Giovanni Costantino

Personal information
- Date of birth: 3 October 1984 (age 41)
- Place of birth: Messina, Italy

Team information
- Current team: Bishkek City (head coach)

Managerial career
- Years: Team
- 2013–2016: Futura (youth)
- 2016–2017: Budapest Honvéd (assistant)
- 2017–2018: DAC Dunajská Streda (assistant)
- 2018–2021: Hungary (assistant)
- 2021: MTK Budapest
- 2022–2023: Casarano
- 2023: Ayia Napa
- 2023–2024: FC U Craiova
- 2024–2025: Petrocub Hîncești
- 2025–: Bishkek City

= Giovanni Costantino =

Italian football manager (born 1984)

Giovanni Costantino (born 3 October 1984) is an Italian football manager who is currently in charge of Kyrgyz Premier League club Bishkek City.

==Life and career==

Costantino was born on 3 October 1984 in Messina, Italy. He started his managerial career at the age of twenty-six. He obtained a UEFA Pro License at the age of 35.

In 2013, Costantino was appointed as a youth manager of Finnish club FC Futura. He managed the club's teams from under-12 to under-17 level.
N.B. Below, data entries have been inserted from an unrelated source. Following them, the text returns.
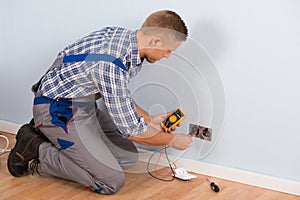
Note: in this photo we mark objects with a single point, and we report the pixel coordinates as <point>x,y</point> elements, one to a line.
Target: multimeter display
<point>174,119</point>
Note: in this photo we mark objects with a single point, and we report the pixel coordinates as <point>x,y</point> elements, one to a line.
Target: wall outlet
<point>201,132</point>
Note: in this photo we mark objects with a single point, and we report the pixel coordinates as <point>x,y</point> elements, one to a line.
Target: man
<point>84,143</point>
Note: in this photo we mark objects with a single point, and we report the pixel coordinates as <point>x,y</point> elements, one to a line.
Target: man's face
<point>159,51</point>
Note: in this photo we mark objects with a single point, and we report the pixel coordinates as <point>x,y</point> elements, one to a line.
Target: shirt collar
<point>135,56</point>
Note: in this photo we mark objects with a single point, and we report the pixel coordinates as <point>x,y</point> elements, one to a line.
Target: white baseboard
<point>232,174</point>
<point>9,127</point>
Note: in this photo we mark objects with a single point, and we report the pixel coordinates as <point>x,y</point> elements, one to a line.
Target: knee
<point>115,185</point>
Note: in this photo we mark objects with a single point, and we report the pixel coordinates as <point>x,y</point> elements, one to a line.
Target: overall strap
<point>80,58</point>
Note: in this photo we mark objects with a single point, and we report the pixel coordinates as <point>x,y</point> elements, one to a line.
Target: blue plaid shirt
<point>79,79</point>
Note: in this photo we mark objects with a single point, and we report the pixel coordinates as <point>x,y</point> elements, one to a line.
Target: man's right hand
<point>153,137</point>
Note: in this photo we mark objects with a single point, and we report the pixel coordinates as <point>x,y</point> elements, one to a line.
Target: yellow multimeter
<point>173,119</point>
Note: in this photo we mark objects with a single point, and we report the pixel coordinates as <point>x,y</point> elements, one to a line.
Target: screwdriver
<point>213,186</point>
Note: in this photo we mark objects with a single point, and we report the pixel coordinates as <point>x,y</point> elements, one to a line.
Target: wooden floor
<point>138,186</point>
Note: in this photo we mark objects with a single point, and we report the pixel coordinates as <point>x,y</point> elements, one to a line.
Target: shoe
<point>25,150</point>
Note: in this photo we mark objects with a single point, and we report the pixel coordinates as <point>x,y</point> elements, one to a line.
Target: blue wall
<point>252,48</point>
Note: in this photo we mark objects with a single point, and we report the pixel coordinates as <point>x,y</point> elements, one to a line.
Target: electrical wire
<point>169,163</point>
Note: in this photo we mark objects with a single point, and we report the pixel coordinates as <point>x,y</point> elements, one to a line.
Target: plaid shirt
<point>79,79</point>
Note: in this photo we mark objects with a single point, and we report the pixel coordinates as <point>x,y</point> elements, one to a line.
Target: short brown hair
<point>166,19</point>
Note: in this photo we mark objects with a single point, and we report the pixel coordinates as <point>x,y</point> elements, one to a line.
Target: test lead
<point>213,186</point>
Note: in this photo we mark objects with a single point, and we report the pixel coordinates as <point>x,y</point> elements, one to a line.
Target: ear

In 2016, he was appointed in the staff of the first team of Hungarian club Honvéd. He helped the club win the league. In 2017, he was appointed as assistant manager of Slovak club DAC. He helped the club achieve third place in the league.
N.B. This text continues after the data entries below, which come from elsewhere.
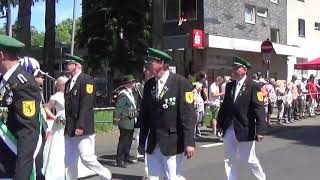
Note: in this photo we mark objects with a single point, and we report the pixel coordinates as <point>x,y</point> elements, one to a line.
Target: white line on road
<point>211,145</point>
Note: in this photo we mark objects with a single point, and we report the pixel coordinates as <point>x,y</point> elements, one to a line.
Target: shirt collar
<point>8,74</point>
<point>164,78</point>
<point>75,77</point>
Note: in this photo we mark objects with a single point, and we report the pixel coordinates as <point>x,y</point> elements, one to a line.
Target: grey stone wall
<point>226,18</point>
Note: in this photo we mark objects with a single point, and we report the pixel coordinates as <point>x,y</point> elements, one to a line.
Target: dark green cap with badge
<point>8,43</point>
<point>241,62</point>
<point>158,55</point>
<point>73,59</point>
<point>128,78</point>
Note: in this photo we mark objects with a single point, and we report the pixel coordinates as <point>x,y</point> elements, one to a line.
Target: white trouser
<point>82,146</point>
<point>247,154</point>
<point>169,167</point>
<point>135,142</point>
<point>312,104</point>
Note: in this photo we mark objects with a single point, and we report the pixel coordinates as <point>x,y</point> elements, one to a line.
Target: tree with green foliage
<point>64,30</point>
<point>117,34</point>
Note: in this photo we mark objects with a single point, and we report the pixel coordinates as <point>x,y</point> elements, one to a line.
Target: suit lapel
<point>77,83</point>
<point>242,89</point>
<point>166,86</point>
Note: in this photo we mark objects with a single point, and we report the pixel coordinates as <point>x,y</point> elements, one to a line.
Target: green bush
<point>103,119</point>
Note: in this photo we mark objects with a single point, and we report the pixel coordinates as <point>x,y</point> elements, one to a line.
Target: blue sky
<point>63,11</point>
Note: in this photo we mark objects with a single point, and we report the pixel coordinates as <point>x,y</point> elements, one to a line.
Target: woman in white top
<point>53,165</point>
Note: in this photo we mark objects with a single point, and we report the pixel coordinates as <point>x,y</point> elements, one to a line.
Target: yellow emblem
<point>28,108</point>
<point>89,88</point>
<point>259,96</point>
<point>189,97</point>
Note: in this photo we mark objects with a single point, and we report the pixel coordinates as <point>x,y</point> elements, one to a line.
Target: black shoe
<point>141,159</point>
<point>120,164</point>
<point>132,160</point>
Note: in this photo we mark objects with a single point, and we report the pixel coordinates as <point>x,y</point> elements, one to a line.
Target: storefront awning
<point>309,65</point>
<point>248,45</point>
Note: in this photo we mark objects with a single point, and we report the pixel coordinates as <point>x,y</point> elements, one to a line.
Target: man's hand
<point>259,137</point>
<point>78,132</point>
<point>141,150</point>
<point>189,151</point>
In 2018, he was appointed as an assistant manager of the Hungary national football team. He helped the team achieve qualification for UEFA Euro 2020 and double promotion from Nations League C to Nations League A.
In 2021, he was appointed manager of Hungarian club MTK. In 2022, he was appointed manager of Italian club Casarano. In 2023, he was appointed manager of Cypriot club Ayia Napa.
After some matches he left the club due the appointment as manager of Romanian club FCU Craiova.